Anders Nilsson, project manager at Arvika explained that the company sought to speed up its charging crane and to operate it with greater precision to meet the growing requirements of its customers.

The charging crane collects scrap material, or charge make-up, and takes it to the induction-smelting furnace to be smelted down so it can later be cast.

The scrap is sorted in nine boxes. Crane staff in the control station receive orders for material pick up with quantities to be removed from each of the individual boxes, and operate the crane to move quantities of scrap. The program specifies these quantities of scrap to be smelted to create ore. The formulations specified give the cast material precisely the properties Arvika Gjuteri needs.

Calibrated crane scales in the open winch crab determine the weight of material collected.

On the basis of the weight, the system determines how much more material is needed, transmits it to the cab by radio and displays it to the operator.

As soon as the desired final formulation is complete, the mixture is then tipped onto a heap of scrap from where it is conveyed to the smelting furnace.

The precision of weight measurements is important. It impacts the overall cost of the procedure, as a less exact mixture will require more costly alloys.

To achieve both speed and prevision, Arvika decided to install a 4.8t Demag ZKKW double-girder process crane.

The Demag ZKKW double-girder crane has a span dimension of 22.65m and travels along a 40m crane runway with a multi-purpose MPW open winch.

For picking up the load, the ZKKW has a round magnet connected to the hoist by a 4/2 reeving arrangement.

The crane’s high speeds, at 80m per minute in long travel, 60m per minute cross travel, and load-dependent hoist speeds of up to 66m min, allow operators to reach high handling rates.

Frequency inverters contribute to safe operation by allowing infinitely variable motions in three axes.

In the cab, Demag provided a control panel. Cameras fitted to the crab and crane allow the control station to monitor the process.

Using the previous crane, employees worked 24 hours a day in the scrap yard and melting shop, while the new crane can handle the same weight of scrap in less than two shifts.

The higher speed of the new Demag ZKKW crane allows more rapid handling rates for scrap, increasing production capacities five-fold.

Installing the new crane made a huge difference in cycle time.

"While the old crane needed up to 60 minutes for a single operating cycle, the new crane manages this work in only 12 minutes."

This allows the crane to work five days a week in two-shift operations. Demag designed the charging crane to accommodate the requirement to increase production capacity even further in the future.
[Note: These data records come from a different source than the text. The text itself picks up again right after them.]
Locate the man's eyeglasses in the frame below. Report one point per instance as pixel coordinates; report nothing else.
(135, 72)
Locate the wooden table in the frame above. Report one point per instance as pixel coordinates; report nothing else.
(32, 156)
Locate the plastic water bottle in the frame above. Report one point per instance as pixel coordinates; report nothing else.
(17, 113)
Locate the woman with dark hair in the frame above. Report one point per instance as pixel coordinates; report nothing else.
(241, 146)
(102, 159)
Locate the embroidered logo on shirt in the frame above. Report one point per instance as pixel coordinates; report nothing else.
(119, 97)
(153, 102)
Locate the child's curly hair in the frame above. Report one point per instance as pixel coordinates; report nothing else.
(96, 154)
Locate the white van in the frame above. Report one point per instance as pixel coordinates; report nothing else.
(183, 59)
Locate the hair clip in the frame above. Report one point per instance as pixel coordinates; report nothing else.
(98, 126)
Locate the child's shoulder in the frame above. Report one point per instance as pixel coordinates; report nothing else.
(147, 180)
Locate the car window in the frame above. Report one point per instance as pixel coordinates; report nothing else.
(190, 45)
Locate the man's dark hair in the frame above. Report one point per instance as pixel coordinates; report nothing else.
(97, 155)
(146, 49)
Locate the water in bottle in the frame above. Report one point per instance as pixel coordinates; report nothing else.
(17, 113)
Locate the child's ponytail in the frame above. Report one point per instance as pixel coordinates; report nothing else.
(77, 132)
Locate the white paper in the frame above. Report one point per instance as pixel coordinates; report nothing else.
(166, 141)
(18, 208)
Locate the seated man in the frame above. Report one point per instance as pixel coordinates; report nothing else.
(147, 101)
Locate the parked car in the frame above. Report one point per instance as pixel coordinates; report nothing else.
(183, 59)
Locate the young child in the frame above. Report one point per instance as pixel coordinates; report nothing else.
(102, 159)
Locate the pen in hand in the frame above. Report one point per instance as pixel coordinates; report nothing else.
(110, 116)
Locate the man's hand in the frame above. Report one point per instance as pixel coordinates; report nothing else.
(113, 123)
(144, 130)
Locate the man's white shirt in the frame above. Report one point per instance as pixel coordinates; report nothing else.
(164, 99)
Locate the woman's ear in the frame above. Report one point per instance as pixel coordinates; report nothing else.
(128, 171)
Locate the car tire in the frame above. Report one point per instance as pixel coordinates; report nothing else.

Nilsson confirms that the new installation has entered into production. "The start of productive operation already confirmed our decision to trust Demag Cranes as a solution provider to supply us with tailored technology."

Lutz Dowy, senior vice president process cranes at Demag Cranes said that to develop the crane Demag relied upon knowledge of foundry industry operations. It has also developed customer-specific charging cranes.

"The excellent co-operation with our Swedish agent Dematek also contributed to the successful processing of the project," said Dowy.